BY DASHIELL ALLEN | After Yuh-Line Niou’s hotly anticipated announcement that she’s challenging fellow Democrat Brian Kavanagh for his seat in the state Senate, the question remains who will try to fill her place in the Assembly.
Niou announced her candidacy on Sunday morning, pledging to “fight for underrepresented communities” and ensure an equitable post-pandemic recovery. She’s entering the race endorsed by New York Communities for Change, actress and former governor candidate Cynthia Nixon and her former boss Assemblymember Ron Kim.
Immediately following Niou’s announcement, two other state Senate candidates dropped out of the race to support her.
One of them, Illapa Sairitupac, who is endorsed by the Democratic Socialists of America, told The Village Sun that he’s shifting his sights to the Assembly seat, which covers much of the same area. He spoke exclusively with The Village Sun about his campaign.
The openly gay son of working-class Indigenous Peruvian immigrants, Sairitupac is a social worker who has called the Lower East Side home for the past nine years.
A first-time candidate, he’s proud not to be a “political insider,” having never previously worked for a politician or run a campaign. Instead he’s running as an activist and organizer, who’s well-known within the New York D.S.A.’s eco-socialist working group.
If he wins the Assembly seat, Sairitupac would be the first D.S.A. politician representing Manhattan, in a district that spans the socioeconomic spectrum, ranging from the working-class neighborhoods of the Lower East Side and Chinatown to the elite Financial District.
“I think it would be pretty poetic and pretty great if a socialist represented Wall Street,” he said.
Sairitupac’s biggest priority if elected to office would be tackling climate change.
“The climate crisis is already at our doors, the floods are here,” he said, “and we need city, state and federal governments working together to protect working-class communities from the devastating impacts of climate change with holistic solutions as part of the Green New Deal and not just cutting corners.”
Sairitupac will fight to pass the New York Build Public Renewables Act, which would be a major step toward transitioning completely away from fossil fuels. Last June he and a group of D.S.A. activists were arrested after they chained themselves on Broadway outside City Hall demanding the bill’s passage.
More locally, Sairitupac is a fervent supporter of the Chinatown Working Group’s neighborhood rezoning plan, which would limit development and prevent displacement in the area. He’s also against the city’s plan to build a “megajail” in the heart of Chinatown.
He feels directly affected by those issues.
“Every day I’m nervous about being displaced,” he said, referring to the ever-rising cost of living in the area.
“I think it’s important to be a legislator but also an organizer,” Sairitupac said. “So I want to be that combination of someone that doesn’t just sit in his office but who also is always engaged in the community in these fights on the ground.
“As a working-class person, I think it’s important that a working-class candidate run in this race,” he said, “as someone who knows how it is to be on food stamps, someone who knows how it is to be at the mercy of capitalism, which I have been time and again.”
Among other prospective candidates for Niou’s Assembly seat are Grace Lee, a neighborhood business owner and activist, and Alana Sivin, a socialist public defender.

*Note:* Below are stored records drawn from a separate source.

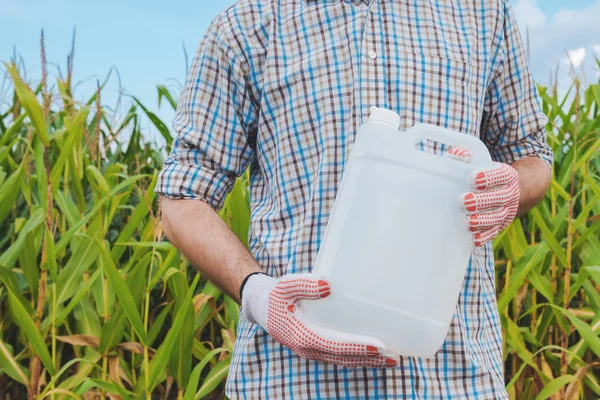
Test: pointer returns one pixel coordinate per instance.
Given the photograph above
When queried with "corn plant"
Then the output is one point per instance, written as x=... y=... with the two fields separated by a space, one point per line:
x=548 y=268
x=94 y=302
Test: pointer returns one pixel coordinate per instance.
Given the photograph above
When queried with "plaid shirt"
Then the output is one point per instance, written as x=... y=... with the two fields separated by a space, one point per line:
x=281 y=86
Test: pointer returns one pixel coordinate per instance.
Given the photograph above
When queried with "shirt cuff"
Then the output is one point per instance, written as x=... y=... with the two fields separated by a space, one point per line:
x=534 y=145
x=177 y=181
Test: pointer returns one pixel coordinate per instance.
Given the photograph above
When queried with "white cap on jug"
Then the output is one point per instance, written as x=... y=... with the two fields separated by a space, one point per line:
x=386 y=116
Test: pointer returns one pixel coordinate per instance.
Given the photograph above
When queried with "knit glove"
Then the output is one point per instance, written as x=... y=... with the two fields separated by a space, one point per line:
x=493 y=201
x=274 y=305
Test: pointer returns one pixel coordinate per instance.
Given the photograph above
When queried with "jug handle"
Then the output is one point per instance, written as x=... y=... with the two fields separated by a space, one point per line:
x=480 y=155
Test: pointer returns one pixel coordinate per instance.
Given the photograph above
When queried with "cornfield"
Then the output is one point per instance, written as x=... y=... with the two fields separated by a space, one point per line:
x=95 y=303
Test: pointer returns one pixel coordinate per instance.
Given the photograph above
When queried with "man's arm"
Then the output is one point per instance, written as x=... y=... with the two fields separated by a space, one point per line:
x=534 y=180
x=200 y=234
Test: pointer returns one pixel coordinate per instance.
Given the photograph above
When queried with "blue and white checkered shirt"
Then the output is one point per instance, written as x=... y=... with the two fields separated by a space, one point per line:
x=281 y=86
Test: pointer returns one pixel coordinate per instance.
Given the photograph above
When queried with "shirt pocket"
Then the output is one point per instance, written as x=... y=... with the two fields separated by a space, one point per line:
x=438 y=90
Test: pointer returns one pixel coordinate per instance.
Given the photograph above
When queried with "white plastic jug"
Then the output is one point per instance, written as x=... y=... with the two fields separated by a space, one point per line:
x=396 y=247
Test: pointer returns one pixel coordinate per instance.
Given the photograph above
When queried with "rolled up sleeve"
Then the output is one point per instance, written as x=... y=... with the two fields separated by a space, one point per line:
x=513 y=124
x=214 y=119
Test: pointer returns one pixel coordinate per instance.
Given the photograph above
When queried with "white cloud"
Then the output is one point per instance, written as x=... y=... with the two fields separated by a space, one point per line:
x=575 y=57
x=528 y=14
x=553 y=40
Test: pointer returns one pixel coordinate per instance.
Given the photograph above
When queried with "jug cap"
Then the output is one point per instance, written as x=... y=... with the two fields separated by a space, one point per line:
x=385 y=116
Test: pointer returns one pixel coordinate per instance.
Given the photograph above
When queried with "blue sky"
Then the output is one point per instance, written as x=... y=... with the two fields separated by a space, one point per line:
x=143 y=39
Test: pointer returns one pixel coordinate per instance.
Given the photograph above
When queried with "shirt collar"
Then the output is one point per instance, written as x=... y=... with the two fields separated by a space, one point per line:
x=356 y=2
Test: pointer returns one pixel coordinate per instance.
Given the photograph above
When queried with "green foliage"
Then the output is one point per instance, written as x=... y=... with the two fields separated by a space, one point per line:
x=94 y=300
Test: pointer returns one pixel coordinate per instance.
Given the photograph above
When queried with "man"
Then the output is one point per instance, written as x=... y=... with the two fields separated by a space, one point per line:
x=281 y=87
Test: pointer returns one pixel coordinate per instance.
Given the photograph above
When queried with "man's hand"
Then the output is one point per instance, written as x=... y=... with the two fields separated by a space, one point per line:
x=274 y=305
x=500 y=194
x=493 y=202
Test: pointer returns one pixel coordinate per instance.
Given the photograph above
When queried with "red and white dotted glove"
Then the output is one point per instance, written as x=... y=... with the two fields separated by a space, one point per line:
x=493 y=201
x=273 y=304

Lee, who fell short in a bid against Niou in 2020, told The Village Sun that she’s “weighing all options.”
Sivin dropped out of the state Senate race shortly after Niou’s announcement. She told The Village Sun that she plans to “talk with my neighbors and community members to see how I can best serve the community going forward.” She added she recently tested positive for COVID-19 and is right now “focused on getting fully healthy and recuperating.”
In a statement of support for Niou, Sivin said Niou “has been there for her community as an unapologetically outspoken member of the Assembly, and I trust her to take our fight to the state Senate.”
Another state Senate candidate, Democratic district leader Vittoria Fariello, told The Village Sun that Niou’s recent announcement doesn’t change her plans to take on Kavanagh.
“Clearly, there is a deep dissatisfaction with our representation in the Senate, which is why I’m running,” she said in a statement.
“I will build on my nearly 30 years of public service by continuing to fight for housing, healthcare and against the political machine… . I wish Yuh-Line and Brian the best of luck, and look forward to a spirited primary race.”
This race will be Kavanagh’s first major challenge since he was selected in 2017 in what critics called a backroom deal between Democratic Party bosses to fill the seat formerly held by Daniel Squadron.